‘The Mandalorian’ Broke This 1 Absurd George Lucas Rule

Some characters in Star Wars have more than two eyes, but you will rarely see one with four eyes – at least, not in the derogatory term that mean people use to describe someone with glasses. That’s because George Lucas said there are no glasses in space. 

Now that Lucas is no longer running things, glasses are allowed, and The Mandalorian took advantage of this new freedom, such as it was. But what does the creator of the galaxy far, far away have against vision-improving eyewear?

Here’s why George Lucas nixed glasses

George Lucas and Bob Iger at Star Wars: Galaxy's Edge
George Lucas and Bob Iger | Amy Sussman/Getty Images

Upon hearing that George Lucas banned glasses in Star Wars, a person might first guess that maybe Lucas, who wears glasses himself, didn’t want cameras or other equipment showing up in reflective surfaces. That’s kind of/sort of true, but that’s not what Lucas was getting at. 

Inverse explains that George Lucas disallowed glasses in Star Wars because there should be no need for them in space. When you can travel at the speed of light, surely you can devise some kind of method to ensure that corrective lenses are no longer necessary.

Lucas was a stickler for logic. Editor Paul Hirsch, who worked on the original 1977 Star Wars and The Empire Strikes Back said in his new autobiography that Lucas didn’t like dialogue playing on top of a shot of a building. Lucas would complain, “Is the building talking?” 

The website explained it this way: “A galaxy that relies so heavily on automated systems, audio/visual communication, and holograms wouldn’t have much need for reading glasses — no one really reads in the Star Wars universe.”

What characters in ‘Star Wars’ have glasses now?
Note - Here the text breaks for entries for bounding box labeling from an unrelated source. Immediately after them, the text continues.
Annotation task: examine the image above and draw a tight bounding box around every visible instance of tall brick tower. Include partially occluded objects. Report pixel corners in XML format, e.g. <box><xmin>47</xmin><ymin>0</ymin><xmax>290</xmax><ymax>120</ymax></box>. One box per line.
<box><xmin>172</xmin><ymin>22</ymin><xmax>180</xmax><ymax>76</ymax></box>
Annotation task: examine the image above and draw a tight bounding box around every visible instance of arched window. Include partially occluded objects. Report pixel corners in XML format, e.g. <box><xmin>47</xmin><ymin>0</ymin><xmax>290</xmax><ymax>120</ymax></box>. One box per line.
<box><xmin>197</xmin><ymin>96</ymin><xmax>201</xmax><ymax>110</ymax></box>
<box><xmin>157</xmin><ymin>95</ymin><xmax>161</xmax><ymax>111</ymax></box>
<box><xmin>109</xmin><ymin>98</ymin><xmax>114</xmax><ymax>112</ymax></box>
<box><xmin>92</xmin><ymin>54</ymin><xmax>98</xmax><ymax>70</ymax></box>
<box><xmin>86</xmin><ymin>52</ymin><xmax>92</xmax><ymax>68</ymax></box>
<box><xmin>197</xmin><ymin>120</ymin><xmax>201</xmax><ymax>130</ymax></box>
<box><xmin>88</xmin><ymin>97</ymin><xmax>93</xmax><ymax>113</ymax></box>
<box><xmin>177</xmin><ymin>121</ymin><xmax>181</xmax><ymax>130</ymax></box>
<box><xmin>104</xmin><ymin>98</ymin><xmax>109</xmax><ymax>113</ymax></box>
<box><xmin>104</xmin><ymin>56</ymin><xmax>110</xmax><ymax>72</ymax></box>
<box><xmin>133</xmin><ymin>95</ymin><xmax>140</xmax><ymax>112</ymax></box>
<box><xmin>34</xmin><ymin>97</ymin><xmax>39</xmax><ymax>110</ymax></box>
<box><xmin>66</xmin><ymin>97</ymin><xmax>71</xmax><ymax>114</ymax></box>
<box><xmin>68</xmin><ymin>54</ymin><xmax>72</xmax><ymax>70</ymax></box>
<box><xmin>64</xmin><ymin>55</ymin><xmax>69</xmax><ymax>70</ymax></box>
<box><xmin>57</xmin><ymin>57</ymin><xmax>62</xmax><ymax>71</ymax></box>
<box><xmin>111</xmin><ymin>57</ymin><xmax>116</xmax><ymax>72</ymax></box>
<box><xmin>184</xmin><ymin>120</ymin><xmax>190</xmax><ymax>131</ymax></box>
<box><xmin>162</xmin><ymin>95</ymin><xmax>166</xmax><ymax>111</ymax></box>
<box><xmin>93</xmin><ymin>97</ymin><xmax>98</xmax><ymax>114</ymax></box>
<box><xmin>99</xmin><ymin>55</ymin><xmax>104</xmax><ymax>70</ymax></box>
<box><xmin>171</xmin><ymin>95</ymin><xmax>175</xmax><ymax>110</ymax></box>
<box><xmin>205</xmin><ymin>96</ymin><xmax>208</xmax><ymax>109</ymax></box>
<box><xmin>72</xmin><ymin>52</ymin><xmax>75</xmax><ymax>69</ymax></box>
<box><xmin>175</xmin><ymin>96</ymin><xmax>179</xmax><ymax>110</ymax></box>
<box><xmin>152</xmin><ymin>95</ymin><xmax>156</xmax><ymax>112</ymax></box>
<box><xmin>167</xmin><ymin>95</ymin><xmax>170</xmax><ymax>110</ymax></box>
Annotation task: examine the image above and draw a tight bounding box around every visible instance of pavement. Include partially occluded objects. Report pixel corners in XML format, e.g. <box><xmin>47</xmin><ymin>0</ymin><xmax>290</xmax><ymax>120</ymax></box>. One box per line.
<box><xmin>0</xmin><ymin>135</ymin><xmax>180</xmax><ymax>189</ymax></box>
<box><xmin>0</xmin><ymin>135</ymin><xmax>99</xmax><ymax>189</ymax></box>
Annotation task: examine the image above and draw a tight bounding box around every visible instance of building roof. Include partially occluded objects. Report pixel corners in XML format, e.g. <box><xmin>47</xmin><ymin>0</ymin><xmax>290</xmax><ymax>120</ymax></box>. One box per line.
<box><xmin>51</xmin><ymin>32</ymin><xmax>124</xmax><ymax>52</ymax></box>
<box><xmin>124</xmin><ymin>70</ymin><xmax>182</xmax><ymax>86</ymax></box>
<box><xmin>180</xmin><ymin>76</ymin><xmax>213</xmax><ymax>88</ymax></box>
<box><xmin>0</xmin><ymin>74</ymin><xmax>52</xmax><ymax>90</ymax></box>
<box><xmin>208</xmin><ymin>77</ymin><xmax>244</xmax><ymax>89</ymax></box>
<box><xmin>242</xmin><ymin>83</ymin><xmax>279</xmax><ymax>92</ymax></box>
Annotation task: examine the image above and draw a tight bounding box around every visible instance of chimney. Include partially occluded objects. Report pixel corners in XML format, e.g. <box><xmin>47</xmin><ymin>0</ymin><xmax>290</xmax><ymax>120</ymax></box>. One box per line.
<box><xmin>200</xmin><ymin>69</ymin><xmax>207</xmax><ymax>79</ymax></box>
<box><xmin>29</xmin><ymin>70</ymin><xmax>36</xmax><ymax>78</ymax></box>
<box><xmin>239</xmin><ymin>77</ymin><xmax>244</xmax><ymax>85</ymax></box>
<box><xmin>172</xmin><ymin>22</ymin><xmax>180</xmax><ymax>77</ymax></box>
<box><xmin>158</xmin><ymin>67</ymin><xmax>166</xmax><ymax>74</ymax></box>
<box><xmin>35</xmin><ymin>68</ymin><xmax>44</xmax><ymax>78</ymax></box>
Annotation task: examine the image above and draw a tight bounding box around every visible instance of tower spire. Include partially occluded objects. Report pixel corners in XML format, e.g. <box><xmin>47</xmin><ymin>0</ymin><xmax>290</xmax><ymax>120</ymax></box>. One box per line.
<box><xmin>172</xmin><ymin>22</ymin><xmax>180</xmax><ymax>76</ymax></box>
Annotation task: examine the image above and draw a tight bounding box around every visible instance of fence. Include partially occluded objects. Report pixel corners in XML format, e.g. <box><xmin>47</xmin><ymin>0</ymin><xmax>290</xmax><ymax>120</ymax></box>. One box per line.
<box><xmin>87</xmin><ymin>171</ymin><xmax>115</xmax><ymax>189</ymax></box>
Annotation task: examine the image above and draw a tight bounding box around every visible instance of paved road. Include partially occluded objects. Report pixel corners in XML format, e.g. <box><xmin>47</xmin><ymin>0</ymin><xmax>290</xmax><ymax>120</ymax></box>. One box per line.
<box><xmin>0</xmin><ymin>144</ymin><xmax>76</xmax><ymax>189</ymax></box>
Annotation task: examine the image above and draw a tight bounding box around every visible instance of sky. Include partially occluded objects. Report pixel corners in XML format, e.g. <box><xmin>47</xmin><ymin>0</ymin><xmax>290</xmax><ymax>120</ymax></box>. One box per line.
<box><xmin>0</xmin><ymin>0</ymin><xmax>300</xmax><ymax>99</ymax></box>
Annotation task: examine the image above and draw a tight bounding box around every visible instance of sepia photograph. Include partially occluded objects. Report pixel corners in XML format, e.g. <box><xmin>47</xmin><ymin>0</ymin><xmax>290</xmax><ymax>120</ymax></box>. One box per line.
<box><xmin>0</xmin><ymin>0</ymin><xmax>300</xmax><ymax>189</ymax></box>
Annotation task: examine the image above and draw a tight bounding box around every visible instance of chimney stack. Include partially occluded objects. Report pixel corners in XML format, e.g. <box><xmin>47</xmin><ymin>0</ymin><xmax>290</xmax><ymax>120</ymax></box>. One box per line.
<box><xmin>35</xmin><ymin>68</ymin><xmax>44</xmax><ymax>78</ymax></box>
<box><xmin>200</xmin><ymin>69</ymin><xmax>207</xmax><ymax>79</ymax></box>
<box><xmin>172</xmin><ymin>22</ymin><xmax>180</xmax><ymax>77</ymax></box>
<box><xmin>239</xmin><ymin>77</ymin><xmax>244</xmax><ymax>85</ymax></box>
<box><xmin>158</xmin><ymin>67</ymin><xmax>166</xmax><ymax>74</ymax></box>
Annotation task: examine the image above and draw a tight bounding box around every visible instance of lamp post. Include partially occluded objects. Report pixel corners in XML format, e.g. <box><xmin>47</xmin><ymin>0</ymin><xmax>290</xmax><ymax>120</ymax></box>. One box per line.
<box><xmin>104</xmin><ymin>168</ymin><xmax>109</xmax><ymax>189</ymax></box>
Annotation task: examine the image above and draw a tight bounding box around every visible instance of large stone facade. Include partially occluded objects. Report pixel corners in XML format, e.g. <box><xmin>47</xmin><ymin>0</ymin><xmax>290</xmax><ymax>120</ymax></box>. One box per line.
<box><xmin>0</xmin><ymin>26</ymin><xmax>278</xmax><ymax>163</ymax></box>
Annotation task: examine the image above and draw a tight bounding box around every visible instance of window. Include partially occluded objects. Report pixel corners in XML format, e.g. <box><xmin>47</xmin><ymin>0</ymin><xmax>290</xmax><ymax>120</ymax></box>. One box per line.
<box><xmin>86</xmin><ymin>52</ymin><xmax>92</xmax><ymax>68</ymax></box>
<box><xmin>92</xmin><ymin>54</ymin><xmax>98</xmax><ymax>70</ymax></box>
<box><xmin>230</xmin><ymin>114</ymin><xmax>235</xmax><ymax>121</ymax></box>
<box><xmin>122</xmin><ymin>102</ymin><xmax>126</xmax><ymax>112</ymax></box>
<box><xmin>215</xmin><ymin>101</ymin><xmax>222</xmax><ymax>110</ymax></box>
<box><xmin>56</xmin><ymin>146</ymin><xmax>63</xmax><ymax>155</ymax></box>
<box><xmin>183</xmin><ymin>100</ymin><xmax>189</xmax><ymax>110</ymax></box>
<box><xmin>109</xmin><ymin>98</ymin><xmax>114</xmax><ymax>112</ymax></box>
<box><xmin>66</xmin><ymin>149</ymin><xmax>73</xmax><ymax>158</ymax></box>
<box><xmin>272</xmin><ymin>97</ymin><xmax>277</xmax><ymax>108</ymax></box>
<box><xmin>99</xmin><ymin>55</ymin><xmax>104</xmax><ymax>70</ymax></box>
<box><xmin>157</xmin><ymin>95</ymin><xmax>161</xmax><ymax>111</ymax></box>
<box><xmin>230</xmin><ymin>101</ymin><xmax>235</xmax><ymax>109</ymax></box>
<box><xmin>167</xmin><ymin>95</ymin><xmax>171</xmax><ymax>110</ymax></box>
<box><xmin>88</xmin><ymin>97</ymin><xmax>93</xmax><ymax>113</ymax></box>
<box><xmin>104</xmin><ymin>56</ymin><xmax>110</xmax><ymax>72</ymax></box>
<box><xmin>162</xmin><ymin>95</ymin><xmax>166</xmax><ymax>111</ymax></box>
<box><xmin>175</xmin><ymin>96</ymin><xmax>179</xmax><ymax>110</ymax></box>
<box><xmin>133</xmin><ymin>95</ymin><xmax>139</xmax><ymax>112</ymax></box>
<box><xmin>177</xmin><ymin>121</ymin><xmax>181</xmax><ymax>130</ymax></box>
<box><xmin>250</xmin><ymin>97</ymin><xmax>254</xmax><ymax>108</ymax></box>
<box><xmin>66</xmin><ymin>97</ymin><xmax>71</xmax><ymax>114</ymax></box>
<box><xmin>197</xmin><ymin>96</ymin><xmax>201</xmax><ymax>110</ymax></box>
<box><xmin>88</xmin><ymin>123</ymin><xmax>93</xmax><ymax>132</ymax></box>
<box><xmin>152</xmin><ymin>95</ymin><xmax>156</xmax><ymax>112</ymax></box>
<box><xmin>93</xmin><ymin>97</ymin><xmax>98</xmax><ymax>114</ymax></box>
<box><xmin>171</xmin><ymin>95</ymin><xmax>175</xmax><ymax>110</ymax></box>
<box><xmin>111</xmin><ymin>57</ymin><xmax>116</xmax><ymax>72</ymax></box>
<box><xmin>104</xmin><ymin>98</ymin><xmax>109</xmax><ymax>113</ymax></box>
As Screen Rant points out, there’s a character named Pershing in The Mandalorian who wears glasses. That character works for what remains of the Galactic Empire, which is still in tatters after its defeat in Return of the Jedi. The Mandalorian takes place roughly five years after the events of Return of the Jedi when a bunch of small bears armed with rocks and sticks (Ewoks) helped defeat the evil empire. 

Why bring that up? Because one of only two pre-Disney instances of Star Wars characters wearing glasses was Noa Briqualon of the TV movie  Ewoks: The Battle For Endor. The other was Saun Dann of the notorious Star Wars Holiday Special, which Lucas famously despised. Maybe it was the glasses?

But there have been a number of characters with eyewear in Disney’s Star Wars, if not actual eyeglasses. Probably the most prominent example is Maz Kanata, the sage-like creature voiced and motion-captured by Lupita Nyong’o who takes a particular shine to Chewbacca. Perhaps the simplest explanation for Lucas’ aversion to eyeglasses might be that it makes a good excuse for the stormtroopers to be such lousy shots. 

How ‘Star Wars’ left George Lucas behind

It’s not just the allowing of glasses that shows Disney is breaking away from George Lucas’ rules and traditions. When Lucas sold his company to Disney, he gave them a plot outline for a sequel trilogy that would have focused heavily on microbiology. Sure, Luke would be training a new Jedi, but there would be more material along the lines of the midichlorians, one of the less liked features of the original trilogy. Disney, wanting to make its own way, passed on Lucas’ outline, and that gave Lucas seller’s remorse. 

When he made the prequel trilogy, Lucas put particular emphasis on digital effects. A firm believer in technological advancement, Lucas thought this was the way of the future, and he was right, but some people thought he leaned too heavily in that direction. With few, if any practical elements in any given shot, the prequels looked artificial to many viewers. 

That’s why The Mandalorian’s sensation, Baby Yoda, was rendered the good old-fashioned way, with puppetry and animatronics. Fans loved a photo that circulated recently showing Lucas cradling Baby Yoda like a proud grandpa. Some people may not like Lucas’ rules and methods, but they’ll always have a soft spot for the man who started it all.